Item, dit que, a son advis, tant de la partie de ceulx qui avoient la
charge de mener et conduyre le procés, c'est assavoir monsieur de
Beauvoys et les maistres qui furent envoyez querir a Paris pour
celle cause, que aussy des Angloys, a l'instance desquels [le] procés
se faisoit, on proceda plus par haine et contemp de la querelle du roy
de France, que ce elle n'eust point porté son party, pour les raisons qui
ensuivent :
Et premierement dit que ung nommé maistre Nicole Loyseleur, qui estoit familier monsieur de Beauvoys, et tenant le party
extremement des Angloys, (car aultres foys, le roy estant devant
Chartres, alla querir le roy d'Angleterre pour faire lever le siege),
faigny que il estoit du pays de ladicte Pucelle, et par ce moyen trouva
maniere d'avoir actes, parlement et familiarité avec elle, en luy disant
des nouvelles du pays a luy plaisantes ; et demanda estre son confesseur; et ce que elle luy disoit en secret, trouvoit maniere que venist a
l'ouye des notaires. Et de fait, au commencement du procés, ledit
notaire et ledit Boscguillaume, avec tesmoings, furent mis secretement
en une chambre prochaine, ou estoit ung trou, par lequel on povoit
escouter, affin que peussent raporter ce que elle diroit ou confesseroit
audit Loyseleur ; et luy semble que ce que ladicte Pucelle disoit ou raportoit familierement audit Loyseleur, il raportoit ausditz notaires ;
et de ce estoit fait memoire pour faire interrogations au procés, pour
trouver moyen de la prendre captieusement.

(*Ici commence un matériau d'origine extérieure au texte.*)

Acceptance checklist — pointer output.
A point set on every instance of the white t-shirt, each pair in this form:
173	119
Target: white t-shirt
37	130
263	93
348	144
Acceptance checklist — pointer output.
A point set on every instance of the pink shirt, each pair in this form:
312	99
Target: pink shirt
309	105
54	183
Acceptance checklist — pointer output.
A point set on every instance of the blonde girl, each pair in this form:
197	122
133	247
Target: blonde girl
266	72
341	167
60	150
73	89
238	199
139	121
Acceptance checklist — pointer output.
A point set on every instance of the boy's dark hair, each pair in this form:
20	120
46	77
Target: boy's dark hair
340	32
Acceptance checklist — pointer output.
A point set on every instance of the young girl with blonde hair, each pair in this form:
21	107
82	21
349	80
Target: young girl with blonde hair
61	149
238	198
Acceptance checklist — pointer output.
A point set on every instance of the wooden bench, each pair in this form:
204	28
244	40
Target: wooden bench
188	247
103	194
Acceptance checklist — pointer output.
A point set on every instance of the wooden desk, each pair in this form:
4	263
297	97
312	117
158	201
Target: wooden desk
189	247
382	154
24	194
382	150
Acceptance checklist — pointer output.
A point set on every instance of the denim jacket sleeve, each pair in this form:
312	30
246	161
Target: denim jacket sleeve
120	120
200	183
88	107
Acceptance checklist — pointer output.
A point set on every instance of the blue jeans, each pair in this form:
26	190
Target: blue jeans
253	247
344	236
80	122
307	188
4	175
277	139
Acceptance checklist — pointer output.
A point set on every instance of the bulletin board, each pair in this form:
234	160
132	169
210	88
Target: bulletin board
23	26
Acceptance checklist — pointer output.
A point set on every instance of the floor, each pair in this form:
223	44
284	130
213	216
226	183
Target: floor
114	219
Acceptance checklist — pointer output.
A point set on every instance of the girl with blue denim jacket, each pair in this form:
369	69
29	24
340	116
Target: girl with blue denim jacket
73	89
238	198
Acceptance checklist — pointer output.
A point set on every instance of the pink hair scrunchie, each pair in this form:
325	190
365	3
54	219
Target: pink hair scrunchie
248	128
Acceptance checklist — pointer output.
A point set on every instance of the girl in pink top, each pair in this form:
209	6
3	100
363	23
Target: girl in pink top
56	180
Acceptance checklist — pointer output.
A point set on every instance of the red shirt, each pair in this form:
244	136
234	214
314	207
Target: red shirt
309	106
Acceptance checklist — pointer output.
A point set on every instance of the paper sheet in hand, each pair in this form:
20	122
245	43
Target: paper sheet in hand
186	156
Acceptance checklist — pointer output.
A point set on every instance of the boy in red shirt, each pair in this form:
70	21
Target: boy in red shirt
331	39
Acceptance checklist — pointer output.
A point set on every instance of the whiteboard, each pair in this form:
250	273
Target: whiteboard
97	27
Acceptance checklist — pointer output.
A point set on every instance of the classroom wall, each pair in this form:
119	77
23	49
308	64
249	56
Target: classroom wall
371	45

Item, dit que, le procés commencé, maistre Jehan Lohier,
solennel clerc normant, vinst en ceste ville de Rouen ; et luy fut communiqué
ce qui estoit ja escript par ledit evesque de Beauvoys ; lequel
Lohier demanda dilation de deux ou troys jours, de le veoir. Auquel
fut respondu que, en la relevee, il donnast son oppinion, et a ce fut
contraint. Et iceluy maistre Jehan Lohier, veu le procés, dist que ne
valoit riens, pour plusieurs causes. Premierement, que n'y avoit
point forme de procés [ordinaire]. Item, il estoit traicté en lieu clos
et fermé, ou les assistens n'estoient pas en plaine et pure liberté de dire
leur pure et plaine voulenté. Item, que l'en traictoit en icelle matere
l'honneur du roy de France, duquel el tenoit le party, sans le appeler
ne aucun qui fust de par luy. Item, que libelle n'avoit point esté baillé
ne articles ; et si n'avoit quelque conseil icelle fame, qui estoit une
simple fille, pour respondre a tant de maistres et docteurs, et en grandes matieres,
par especial qui touchent revelations, comme elle disoit. Et pour ce, luy sembloit que le procés n'estoit vaillable.
Desquelles choses monsieur de Beauvoys fu indigné contre ledit
Lohier ; et, combien que ledit monsieur de Beauvoys luy dist que il demeurast pour veoir demener le procés, ledit Lohier respondi que ne
demourroit point. Et incontinent iceluy monsieur de Beauvoys, lors
logé en la maison ou demeure a present maistre Jehan Bidault,
pres Sainct Nicholas le Paincteur, se departist, vinst aux maistres,
c'est assavoir : maistre Jehan Beaupere, Jacques de Touraine, Nicole
Midi, Pierre Morice, Thomas de Courcelles et Loiseleur, ausquelz
il dit : « Vela Lohier qui nous veult bailler belles interlocutoyres en
nostre procés. Il veut tout calompnier ; et dit qu'il ne vault rien. Qui
le vouldroit croire, il nous fauldroit tout commencer ; et tout ce que
nous avons fait ne vauldroit riens. » En recitant les causes pourquoy
ledit Lohier le vouloit calompnier. Disant oultre ledit monsieur de
Beauvoys : « On veoit bien de quel pié il cloche ! Par sainct Jean, nous
n'en ferons riens. Nous continurons nostre procés comme il est commencé. »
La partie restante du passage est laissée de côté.